Our first stop is of course a landmark which is instantly recognised The Colosseum which is close to the main Railway Station Termini.
At the time it was built it was one of the most impressive buildings in the Roman empire. The Colosseum is a massive stone amphitheater commissioned around 70 to 72 AD by a Flavian Dynasty Emperor named Vespasian for the Roman people. This is a place where ancient Romans gathered to see great fights between gladiators, and fights between men and wild beasts.
You can pay for a guided tour and join them as they move around the Colosseum or you can do as I personally prefer and explore on your own with a guide book in hand.
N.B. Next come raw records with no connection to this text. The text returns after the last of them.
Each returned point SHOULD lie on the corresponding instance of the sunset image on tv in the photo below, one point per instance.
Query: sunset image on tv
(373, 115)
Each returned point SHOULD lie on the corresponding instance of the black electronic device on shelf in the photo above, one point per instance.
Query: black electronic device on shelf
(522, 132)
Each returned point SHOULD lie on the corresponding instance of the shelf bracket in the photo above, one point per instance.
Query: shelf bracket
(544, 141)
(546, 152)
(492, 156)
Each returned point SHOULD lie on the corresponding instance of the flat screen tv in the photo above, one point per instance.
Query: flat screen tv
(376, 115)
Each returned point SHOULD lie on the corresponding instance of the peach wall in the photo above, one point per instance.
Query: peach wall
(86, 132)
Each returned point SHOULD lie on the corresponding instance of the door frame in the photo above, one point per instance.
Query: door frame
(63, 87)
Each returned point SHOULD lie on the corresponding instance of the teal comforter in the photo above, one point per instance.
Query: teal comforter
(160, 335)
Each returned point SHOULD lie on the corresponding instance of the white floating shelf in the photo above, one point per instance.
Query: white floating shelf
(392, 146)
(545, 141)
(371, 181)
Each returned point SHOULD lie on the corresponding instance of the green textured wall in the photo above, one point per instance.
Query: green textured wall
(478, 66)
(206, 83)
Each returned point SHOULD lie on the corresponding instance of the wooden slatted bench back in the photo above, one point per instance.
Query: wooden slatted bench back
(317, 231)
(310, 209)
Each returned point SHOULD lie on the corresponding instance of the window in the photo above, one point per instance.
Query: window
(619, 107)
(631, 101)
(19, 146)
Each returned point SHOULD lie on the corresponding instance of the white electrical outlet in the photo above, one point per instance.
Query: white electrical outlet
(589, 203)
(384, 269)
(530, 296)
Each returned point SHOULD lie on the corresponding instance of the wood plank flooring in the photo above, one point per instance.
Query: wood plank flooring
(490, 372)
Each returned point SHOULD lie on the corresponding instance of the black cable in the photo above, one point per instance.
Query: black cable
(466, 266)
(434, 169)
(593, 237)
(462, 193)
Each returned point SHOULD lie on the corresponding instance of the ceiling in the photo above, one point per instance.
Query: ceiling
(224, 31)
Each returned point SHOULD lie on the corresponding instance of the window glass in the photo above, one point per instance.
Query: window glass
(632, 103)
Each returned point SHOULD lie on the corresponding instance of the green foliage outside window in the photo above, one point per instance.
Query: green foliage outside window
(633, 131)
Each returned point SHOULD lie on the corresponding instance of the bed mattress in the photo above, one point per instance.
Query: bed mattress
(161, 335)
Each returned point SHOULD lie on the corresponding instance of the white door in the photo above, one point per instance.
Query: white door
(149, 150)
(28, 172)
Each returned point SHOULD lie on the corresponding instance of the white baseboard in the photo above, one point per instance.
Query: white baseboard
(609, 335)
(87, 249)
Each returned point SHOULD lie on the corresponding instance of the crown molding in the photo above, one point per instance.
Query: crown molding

Whichever you decide to do it's an amazing experience and an absolute "must see" on the list of what to see in Rome.
The Colosseum measures 188 by 156 meters and has a height of more than 159 feet. When it was built it could accommodate more than 55,000 people who would enter into it through more than 80 entrances. Originally the whole of the Colosseum was clad in marble and contained a number of life-sized statues gracing the arches on the upper floors.
After many centuries of active use, the Colosseum fell into neglect and was used as a source of construction material up until the 18th century. However, the place is a famous tourist destination, even though two-thirds of the total structure have been destroyed over time.
Have You Been To Rome in Italy Yet?
These are lovely photos Paul and capture Rome beautifully. It is my favourite city with something to see around every corner. Every time of day, has something special. Ty for posting .
Thanks. To appreciate Rome properly you must go slowly and in mindfulness. Stop and think. Drink in the atmosphere of each location. But you know this already!
@frankbeswick thanks for sharing that Frank which I really appreciate and it is so true the longer one is in Rome the more you realise you have yet to discover or to explore fully.
@cmoneyspinner yes they are two of my favourite cities
There is a story told of Rome. The pope, I know not which one, was speaking to three tourists. One said that he was staying a week, to which the Pope said "You will see much of Rome in a week" The second said that he was staying a month, to which the Pope replied, "You will see some of Rome in a month." The third said that he was staying for six months, to which the pope replied, "You will see a little of Rome in six months." The more you know Rome, the more there is to know.
The Sistine chapel is a glory to behold, but the corridor leading to it would take ages to fully appreciate, such is the richness and extent of the art there.